Five years ago, Knight stepped away from the organization for health reasons, and IOSA had to redefine its role as just a small piece of the initial response, recognizing that they were without the adequate equipment or paid experts to fully handle a larger spill. In their current search for an executive director, they are still redefining their role, leaving the islands to rely more heavily on mainland responders.
Taking too long?
This leaves some worried in the heavily trafficked, isolated location where having an island response is the greatest asset in the case of a spill. IOSA has pushed to get more response equipment, as has Pratt who has been working to obtain an emergency response towing vessel that could quickly respond to a vessel in distress.
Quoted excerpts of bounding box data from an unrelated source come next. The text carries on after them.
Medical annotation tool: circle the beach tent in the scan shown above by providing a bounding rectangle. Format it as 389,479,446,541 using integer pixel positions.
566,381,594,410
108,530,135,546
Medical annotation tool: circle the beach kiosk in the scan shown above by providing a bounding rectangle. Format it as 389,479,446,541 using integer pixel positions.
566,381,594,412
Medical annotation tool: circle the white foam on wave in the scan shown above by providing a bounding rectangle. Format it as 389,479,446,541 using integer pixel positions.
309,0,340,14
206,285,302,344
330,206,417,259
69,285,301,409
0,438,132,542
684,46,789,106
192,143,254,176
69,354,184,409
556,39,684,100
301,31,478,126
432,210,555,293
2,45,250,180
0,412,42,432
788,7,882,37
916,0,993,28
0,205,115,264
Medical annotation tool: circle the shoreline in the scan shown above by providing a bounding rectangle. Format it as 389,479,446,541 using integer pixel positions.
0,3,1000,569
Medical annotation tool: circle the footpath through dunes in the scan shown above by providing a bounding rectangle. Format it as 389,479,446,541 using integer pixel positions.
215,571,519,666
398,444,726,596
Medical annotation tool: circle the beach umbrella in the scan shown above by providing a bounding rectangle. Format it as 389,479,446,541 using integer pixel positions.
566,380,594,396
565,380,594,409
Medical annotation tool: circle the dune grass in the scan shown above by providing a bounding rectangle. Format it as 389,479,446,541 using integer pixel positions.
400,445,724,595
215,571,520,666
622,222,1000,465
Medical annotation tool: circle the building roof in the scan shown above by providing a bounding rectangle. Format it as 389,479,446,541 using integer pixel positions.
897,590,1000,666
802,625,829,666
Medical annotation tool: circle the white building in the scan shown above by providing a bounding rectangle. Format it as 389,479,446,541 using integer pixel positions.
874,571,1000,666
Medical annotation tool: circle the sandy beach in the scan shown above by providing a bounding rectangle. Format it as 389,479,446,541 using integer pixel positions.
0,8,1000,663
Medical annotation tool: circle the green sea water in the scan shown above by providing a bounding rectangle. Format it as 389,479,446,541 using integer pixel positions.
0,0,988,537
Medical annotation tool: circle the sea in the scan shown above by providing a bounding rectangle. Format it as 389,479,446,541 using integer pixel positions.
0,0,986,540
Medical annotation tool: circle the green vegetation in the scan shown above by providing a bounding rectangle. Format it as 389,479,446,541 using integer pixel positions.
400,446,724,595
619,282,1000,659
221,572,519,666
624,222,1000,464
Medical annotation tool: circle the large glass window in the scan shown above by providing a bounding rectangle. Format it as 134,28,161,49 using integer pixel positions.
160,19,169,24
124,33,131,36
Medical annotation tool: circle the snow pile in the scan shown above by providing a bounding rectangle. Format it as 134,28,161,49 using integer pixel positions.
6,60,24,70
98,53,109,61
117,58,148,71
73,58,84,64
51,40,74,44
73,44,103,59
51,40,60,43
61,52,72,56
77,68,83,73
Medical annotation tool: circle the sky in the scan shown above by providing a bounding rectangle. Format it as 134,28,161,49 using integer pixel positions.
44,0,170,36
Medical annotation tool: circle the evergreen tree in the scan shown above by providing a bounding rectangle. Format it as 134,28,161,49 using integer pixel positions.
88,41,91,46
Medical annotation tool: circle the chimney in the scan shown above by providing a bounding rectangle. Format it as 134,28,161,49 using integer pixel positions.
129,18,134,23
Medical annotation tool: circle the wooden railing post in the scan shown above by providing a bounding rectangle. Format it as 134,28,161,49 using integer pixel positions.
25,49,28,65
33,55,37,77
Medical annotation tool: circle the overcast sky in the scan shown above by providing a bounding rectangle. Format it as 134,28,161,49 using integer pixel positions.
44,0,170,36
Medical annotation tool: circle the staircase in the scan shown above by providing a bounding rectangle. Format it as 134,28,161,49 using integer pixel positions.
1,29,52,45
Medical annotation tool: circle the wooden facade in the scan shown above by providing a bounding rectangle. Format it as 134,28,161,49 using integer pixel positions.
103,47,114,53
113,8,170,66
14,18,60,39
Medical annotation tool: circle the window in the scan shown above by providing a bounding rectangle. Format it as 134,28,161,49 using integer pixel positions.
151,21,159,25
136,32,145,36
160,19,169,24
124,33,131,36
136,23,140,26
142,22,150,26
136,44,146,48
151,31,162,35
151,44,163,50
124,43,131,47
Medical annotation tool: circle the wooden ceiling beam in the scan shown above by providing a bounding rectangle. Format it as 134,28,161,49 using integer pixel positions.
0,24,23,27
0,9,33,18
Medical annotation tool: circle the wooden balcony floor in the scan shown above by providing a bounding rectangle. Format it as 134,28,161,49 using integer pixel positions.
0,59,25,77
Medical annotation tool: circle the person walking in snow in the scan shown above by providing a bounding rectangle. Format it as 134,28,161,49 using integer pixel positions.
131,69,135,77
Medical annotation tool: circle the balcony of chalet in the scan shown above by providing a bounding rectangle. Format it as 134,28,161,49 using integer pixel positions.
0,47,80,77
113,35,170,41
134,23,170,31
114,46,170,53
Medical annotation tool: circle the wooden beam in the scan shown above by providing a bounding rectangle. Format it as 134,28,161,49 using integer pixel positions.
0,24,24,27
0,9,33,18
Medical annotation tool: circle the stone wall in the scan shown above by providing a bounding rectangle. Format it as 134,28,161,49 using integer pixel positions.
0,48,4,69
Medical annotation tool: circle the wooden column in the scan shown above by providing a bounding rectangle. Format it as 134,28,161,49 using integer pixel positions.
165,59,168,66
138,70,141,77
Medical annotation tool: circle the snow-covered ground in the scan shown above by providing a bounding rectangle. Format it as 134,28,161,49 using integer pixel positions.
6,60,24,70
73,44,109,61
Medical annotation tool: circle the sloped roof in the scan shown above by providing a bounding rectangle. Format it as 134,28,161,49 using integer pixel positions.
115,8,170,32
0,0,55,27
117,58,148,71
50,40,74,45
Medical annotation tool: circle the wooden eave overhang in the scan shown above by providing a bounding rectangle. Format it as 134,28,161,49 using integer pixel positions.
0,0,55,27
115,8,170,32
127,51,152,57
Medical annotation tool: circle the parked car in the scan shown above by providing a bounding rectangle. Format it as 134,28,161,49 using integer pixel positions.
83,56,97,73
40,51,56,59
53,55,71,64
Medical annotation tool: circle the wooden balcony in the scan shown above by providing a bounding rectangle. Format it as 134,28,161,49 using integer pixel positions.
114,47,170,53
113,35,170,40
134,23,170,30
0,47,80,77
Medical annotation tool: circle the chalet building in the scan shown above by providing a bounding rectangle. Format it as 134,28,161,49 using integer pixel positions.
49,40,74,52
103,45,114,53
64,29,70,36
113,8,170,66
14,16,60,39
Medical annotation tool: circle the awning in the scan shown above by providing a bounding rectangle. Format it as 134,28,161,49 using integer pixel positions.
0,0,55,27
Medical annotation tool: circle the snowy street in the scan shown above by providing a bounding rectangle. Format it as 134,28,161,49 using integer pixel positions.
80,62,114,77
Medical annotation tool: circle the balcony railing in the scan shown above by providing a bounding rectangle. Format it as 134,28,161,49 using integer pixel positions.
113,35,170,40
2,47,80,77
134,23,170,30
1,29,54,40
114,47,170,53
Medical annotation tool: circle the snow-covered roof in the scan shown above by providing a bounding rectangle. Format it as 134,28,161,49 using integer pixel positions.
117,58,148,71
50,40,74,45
In 2019, San Juan County funded an oil spill impact study to assess risk and rate effectiveness of solutions, such as the response tug and additional whale deterrence equipment.
Ecology is analyzing the effectiveness of such a proposal and expects to have reports ready by September, which will determine the fate of a tug and other additional equipment, said Brian Kirk, Prevention Section Manager for Ecology.
For Kirk, the challenge is assessing risk. Predicting where a spill will occur is virtually impossible, which makes it difficult to evaluate what additional preventive measures should be put in place. “Where would we be best served by spending that money?” he asked.
For Pratt, things are taking far too long.
According to the 2021 Salish Sea Vessel Traffic Projections published by the Friends of the San Juans, vessel traffic will increase by 25% due to the 22 proposed on-land vessel terminals, fossil fuel infrastructure expansion projects and the completion of the Trans Mountain Pipeline expansion. All of this will result in significantly more oil carriers, barges and ships of all sizes sailing in and out of the Salish Sea.
“The cumulative impacts of all this increase in vessel traffic include accident, fire, hazardous material and oil spill risks, but also noise, ship strike and ship presence impacts on the marine ecosystem including Southern Resident orcas,” Pratt said.
In islanders’ hands
But there is hope, and it lies in the hands of islanders. “In the event of a catastrophic spill, if [IOSA] can take the impact from 80% bad to 50% bad that’s a big deal,” says Cowan. Part of this is continuing to serve as first responders, as has always been their role. But beyond this, the hope is to continue fostering strong relationships with mainland responders, an important piece of response coordination that only a few years ago was missing, and was proven invaluable in the case of the Aleutian Isle sinking.
Cowan believes that IOSA, even amidst internal changes, is an essential part of the puzzle, and remains a unique asset to the islands. “IOSA has a toolkit of potential capabilities,” he noted — one of which is the group’s goal to educate vessel owners at the islands’ marinas about preventive measures to mitigate the many small, but cumulatively significant, spills that occur each year.
Friends of the San Juans is seeking to get enough equipment on the islands to meet the Legislature’s response steps for the first four hours after a spill, when responders must deploy a specific type and amount of boom with the capacity to capture and store oil. Currently, IOSA’s equipment can handle the requirements for only the first three hours of a spill. Grants could buy the equipment to make the islands more self-reliant in case of a major disaster. [Correction Feb. 7, 2023: Response requirements during the first four to six hours after a spill include tasks requiring hiring trained personnel.]
With current resources and with what the lessons the Aleutian Isle response taught, are the islands prepared to handle a large oil spill? Both Cowan and Pratt gave a resounding “no.”
“I don’t have a problem with standing up and saying that, but not everybody will,” said Cowan.